Test-Essen für die WAZ-Leser 

Nicht alle Häftlinge wollen auf ihre Entlassung warten. Staunend stehen die WAZ-Leser vor Pistolen-Attrappen aus Brotteig, Pappe, Stempelkissen und Zahnpastatuben, die in den Zellen konfisziert wurden. Sogar aus Seife wurden Knarren für den Ausbruch geschnitzt. „Gefangene sind alles, nur nicht dumm“, würdigt Lensing die handwerklichen Fertigkeiten mancher Straftäter. Schade, dass sie ihr Talent nicht sinnvoller eingesetzt haben. Durchaus kreativ sind auch Freunde und Angehörige. Scheinbar verschlossene Suppendosen, gleichfalls präparierte Deo-Sprays oder Feuerzeuge mit verborgener Klinge zeugen von den Versuchen, Waffen, Handys oder Drogen in die Zellen zu schmuggeln. Dieser Tage wurde ein sorgsam verklebtes Päckchen über die Mauer geworfen. Inhalt: zwei Telefone, Haschisch, Tabletten. Ein Schwamm diente als Seitenaufprallschutz.
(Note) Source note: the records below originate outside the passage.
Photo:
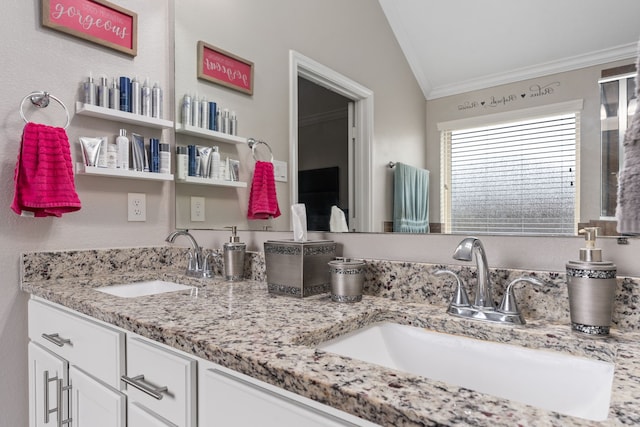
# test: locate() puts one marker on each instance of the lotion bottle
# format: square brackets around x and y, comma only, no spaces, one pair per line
[591,284]
[156,101]
[234,252]
[215,163]
[146,98]
[90,91]
[122,143]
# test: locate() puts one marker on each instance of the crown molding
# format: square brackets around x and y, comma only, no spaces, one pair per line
[627,51]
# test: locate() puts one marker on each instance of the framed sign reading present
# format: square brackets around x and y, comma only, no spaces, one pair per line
[98,21]
[221,67]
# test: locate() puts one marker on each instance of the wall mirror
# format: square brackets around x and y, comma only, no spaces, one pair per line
[406,126]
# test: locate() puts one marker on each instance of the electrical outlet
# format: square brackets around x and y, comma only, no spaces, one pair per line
[197,209]
[136,207]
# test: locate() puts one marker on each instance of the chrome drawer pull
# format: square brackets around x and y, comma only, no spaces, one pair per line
[59,403]
[48,411]
[55,338]
[138,382]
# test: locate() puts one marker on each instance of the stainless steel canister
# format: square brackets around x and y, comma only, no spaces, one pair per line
[234,261]
[591,287]
[347,278]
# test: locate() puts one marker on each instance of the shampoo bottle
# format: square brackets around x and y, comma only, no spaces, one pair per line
[215,163]
[234,252]
[156,101]
[122,143]
[591,283]
[136,100]
[146,98]
[90,91]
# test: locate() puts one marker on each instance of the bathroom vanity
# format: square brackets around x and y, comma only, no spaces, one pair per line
[255,356]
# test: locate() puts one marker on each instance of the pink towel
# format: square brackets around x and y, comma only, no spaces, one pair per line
[43,176]
[263,202]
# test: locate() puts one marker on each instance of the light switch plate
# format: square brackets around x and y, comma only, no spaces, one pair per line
[136,207]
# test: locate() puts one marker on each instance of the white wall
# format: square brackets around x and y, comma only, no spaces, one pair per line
[351,37]
[37,58]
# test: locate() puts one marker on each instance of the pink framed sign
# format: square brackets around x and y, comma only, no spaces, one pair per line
[98,21]
[224,68]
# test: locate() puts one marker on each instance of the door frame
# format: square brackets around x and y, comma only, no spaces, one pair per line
[302,66]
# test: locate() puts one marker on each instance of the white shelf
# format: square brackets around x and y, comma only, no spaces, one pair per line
[209,134]
[81,169]
[209,181]
[121,116]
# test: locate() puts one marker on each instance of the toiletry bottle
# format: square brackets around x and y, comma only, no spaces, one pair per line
[154,155]
[219,127]
[165,158]
[195,111]
[102,155]
[112,156]
[225,122]
[186,110]
[204,113]
[156,101]
[182,162]
[114,95]
[212,115]
[136,102]
[103,92]
[591,284]
[90,91]
[234,257]
[233,130]
[125,94]
[145,93]
[123,150]
[215,163]
[192,152]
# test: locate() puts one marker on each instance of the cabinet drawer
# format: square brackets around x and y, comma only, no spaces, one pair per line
[94,347]
[154,367]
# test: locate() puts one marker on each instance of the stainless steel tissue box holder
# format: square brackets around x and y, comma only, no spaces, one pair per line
[298,269]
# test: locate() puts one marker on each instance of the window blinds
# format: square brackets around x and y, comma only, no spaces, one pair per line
[512,178]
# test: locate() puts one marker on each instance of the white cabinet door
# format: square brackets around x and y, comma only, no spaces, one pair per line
[170,376]
[139,416]
[231,399]
[45,371]
[93,403]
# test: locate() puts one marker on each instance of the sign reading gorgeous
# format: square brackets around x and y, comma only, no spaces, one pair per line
[95,20]
[224,68]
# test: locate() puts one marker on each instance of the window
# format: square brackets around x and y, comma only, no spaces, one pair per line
[516,177]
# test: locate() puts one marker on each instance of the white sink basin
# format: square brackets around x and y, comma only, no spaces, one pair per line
[132,290]
[567,384]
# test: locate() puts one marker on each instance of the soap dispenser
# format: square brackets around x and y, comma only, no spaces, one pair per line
[234,257]
[591,283]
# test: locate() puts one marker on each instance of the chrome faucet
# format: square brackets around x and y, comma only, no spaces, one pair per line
[195,267]
[469,247]
[484,307]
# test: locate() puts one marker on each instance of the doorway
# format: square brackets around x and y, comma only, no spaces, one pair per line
[360,134]
[324,153]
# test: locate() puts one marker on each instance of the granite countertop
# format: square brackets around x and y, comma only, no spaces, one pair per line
[273,338]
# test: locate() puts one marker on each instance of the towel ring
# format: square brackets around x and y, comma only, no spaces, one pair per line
[41,100]
[253,143]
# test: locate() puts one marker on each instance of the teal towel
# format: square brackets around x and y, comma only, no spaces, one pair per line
[410,199]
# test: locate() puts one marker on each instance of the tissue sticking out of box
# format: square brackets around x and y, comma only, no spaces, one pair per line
[299,219]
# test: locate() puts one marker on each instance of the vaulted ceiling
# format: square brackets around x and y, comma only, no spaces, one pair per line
[454,46]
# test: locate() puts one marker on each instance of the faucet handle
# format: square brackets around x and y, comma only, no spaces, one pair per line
[460,299]
[509,304]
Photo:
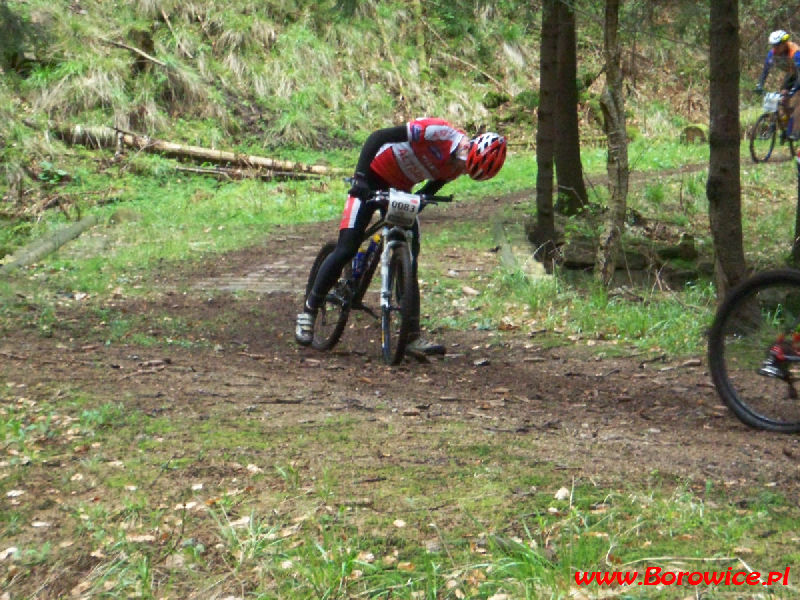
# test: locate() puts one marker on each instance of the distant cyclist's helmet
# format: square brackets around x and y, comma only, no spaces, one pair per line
[486,155]
[776,37]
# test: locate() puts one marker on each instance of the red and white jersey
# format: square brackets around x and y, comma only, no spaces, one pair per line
[427,155]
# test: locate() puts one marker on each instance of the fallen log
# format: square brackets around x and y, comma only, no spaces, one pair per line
[107,137]
[41,248]
[229,173]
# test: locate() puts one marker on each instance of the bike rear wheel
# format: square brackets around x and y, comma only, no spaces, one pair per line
[762,137]
[752,319]
[332,315]
[396,317]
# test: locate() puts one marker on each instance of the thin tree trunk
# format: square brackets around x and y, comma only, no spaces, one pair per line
[572,195]
[613,105]
[723,188]
[796,244]
[41,248]
[542,235]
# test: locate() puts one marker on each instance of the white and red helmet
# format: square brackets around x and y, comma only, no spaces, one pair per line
[486,155]
[778,36]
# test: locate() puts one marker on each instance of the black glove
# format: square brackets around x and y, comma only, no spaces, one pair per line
[359,188]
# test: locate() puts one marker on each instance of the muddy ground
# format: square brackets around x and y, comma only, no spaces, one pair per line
[606,419]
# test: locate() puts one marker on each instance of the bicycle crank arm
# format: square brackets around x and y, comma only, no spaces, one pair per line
[367,310]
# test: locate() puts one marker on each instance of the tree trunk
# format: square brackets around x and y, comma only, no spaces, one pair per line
[41,248]
[796,243]
[105,137]
[723,188]
[571,187]
[613,105]
[543,234]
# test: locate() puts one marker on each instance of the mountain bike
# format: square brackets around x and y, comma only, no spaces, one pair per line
[771,124]
[754,350]
[386,243]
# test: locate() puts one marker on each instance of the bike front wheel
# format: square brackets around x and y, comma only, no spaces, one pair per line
[332,315]
[762,137]
[396,313]
[759,315]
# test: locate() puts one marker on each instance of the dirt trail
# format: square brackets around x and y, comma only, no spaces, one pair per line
[608,419]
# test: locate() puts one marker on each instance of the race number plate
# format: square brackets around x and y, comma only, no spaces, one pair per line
[771,101]
[403,208]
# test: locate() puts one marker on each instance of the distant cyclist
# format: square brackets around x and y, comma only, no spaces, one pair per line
[426,149]
[786,54]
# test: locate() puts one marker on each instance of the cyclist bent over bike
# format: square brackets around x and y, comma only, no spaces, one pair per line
[787,53]
[426,149]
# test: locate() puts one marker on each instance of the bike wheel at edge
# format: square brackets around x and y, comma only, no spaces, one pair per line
[395,318]
[747,324]
[332,315]
[762,137]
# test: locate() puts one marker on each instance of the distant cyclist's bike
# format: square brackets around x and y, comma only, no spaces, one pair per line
[754,350]
[386,243]
[771,125]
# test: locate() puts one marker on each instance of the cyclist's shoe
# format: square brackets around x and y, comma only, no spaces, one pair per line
[304,331]
[772,367]
[422,347]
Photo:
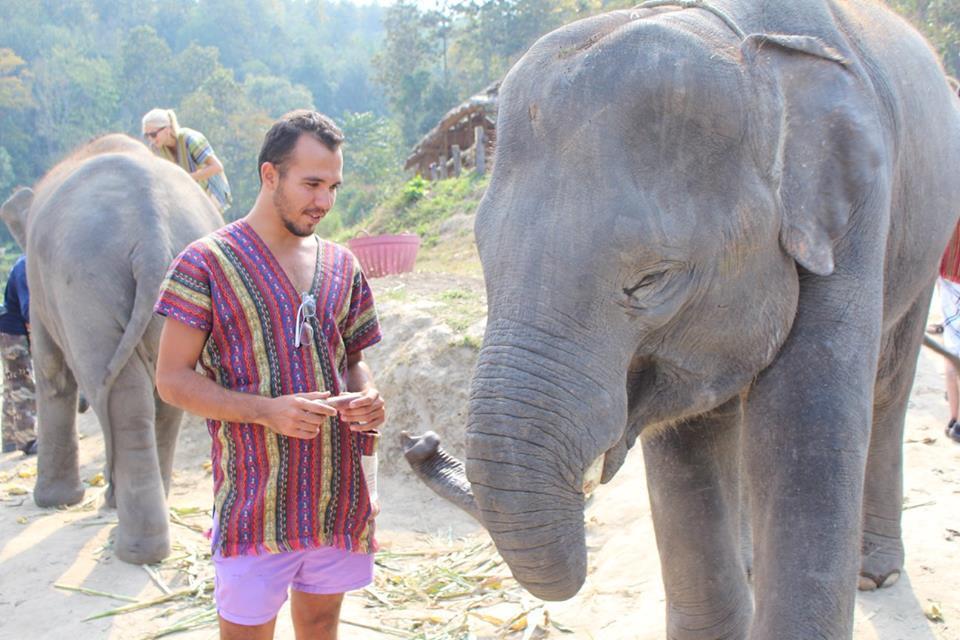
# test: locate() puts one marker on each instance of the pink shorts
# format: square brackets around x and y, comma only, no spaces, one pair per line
[250,590]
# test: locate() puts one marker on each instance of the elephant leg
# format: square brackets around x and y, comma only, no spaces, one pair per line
[143,534]
[168,423]
[882,546]
[58,470]
[692,476]
[807,428]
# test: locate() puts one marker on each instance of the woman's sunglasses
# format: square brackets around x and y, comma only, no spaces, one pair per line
[153,134]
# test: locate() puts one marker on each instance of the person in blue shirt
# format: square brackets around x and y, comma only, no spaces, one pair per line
[19,401]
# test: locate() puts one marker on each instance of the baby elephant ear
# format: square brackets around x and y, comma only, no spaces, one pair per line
[14,213]
[828,137]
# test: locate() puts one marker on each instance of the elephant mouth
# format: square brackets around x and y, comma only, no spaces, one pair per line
[445,475]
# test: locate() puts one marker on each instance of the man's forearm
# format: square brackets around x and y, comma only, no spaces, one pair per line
[202,396]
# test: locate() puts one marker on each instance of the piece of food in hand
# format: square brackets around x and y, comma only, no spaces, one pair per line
[342,400]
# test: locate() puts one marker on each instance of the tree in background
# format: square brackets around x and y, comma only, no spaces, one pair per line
[76,69]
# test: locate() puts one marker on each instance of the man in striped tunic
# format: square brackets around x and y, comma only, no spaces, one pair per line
[278,320]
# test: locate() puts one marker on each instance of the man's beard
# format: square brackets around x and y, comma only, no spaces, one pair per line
[283,208]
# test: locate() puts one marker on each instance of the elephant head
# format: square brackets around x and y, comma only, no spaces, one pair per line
[14,214]
[658,193]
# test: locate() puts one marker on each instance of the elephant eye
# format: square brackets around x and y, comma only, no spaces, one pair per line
[648,281]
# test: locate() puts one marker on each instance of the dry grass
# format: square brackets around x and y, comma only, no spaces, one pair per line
[444,590]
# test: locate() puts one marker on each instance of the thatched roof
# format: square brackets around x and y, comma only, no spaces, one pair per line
[456,127]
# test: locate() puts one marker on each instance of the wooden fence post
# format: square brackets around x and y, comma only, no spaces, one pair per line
[480,149]
[457,163]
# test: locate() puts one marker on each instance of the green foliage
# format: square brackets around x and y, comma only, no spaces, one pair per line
[74,69]
[939,21]
[14,81]
[420,206]
[276,96]
[413,190]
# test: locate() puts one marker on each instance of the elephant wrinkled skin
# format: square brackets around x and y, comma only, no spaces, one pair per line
[100,230]
[714,228]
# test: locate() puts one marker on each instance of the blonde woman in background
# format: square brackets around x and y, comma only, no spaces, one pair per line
[189,149]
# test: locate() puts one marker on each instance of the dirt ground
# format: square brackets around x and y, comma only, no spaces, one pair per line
[622,599]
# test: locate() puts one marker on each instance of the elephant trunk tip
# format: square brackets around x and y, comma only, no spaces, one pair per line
[418,449]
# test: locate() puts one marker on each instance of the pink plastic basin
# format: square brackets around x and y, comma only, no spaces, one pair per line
[385,255]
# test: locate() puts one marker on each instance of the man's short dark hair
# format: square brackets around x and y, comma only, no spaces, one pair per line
[283,136]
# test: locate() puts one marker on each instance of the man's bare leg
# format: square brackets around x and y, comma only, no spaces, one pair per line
[233,631]
[315,616]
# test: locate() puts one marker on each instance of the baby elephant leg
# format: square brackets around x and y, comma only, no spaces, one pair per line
[143,534]
[58,471]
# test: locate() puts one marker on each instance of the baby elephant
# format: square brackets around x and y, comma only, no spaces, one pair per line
[99,231]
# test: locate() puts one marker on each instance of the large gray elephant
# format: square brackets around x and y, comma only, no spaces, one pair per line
[714,227]
[100,231]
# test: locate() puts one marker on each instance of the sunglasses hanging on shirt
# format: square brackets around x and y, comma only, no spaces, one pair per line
[306,312]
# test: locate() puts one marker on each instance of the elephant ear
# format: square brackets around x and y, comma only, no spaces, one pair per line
[14,213]
[830,143]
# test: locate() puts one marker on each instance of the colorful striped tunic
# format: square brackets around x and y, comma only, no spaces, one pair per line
[274,493]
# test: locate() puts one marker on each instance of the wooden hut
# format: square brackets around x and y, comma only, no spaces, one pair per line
[463,138]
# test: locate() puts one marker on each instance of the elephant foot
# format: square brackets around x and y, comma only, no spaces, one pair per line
[881,561]
[141,549]
[57,494]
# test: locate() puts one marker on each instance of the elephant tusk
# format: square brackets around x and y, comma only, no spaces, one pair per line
[591,477]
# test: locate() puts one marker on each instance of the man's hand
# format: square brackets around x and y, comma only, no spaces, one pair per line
[298,415]
[362,411]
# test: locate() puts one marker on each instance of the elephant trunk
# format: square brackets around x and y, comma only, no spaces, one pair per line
[534,450]
[439,470]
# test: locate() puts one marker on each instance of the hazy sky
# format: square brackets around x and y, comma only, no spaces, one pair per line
[423,4]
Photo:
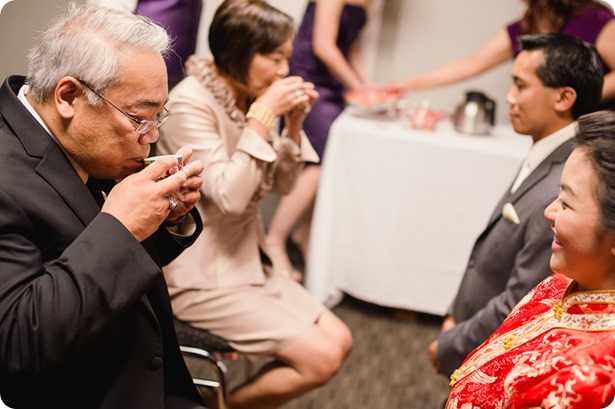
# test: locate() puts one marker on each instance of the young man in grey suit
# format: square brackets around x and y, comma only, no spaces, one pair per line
[556,79]
[85,317]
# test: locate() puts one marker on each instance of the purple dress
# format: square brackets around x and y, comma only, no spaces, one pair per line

Nach Kostproben aus dem Gefängnisalltag erwartet die WAZ-Leser ein Test-Essen. Auf den Tisch kommt, was heute Mittag auch die Gefangenen bekommen: Kartoffeln, Sauce, Rotkohl und „falsches Kotelett“; heißt: paniertes Bauchfleisch. Lecker. 25 Häftlinge sind in der Küche beschäftigt. Der Job ist gefragt, genießt in der Knast-Hierarchie höchstes Ansehen. Es gibt sogar eine eigene Diätassistentin. Die WAZ-Esser haben das Privileg, mit normalem Besteck zu speisen. Die Insassen kriegen Messer mit weicher, abgerundeter Klinge.

„Sie haben sich gut benommen. Wir können Sie wieder rauslassen“, sagt Uwe Nelle-Cornelsen. Die WAZ-Leser verlassen den Knast. Freiheit. Kostbare Freiheit.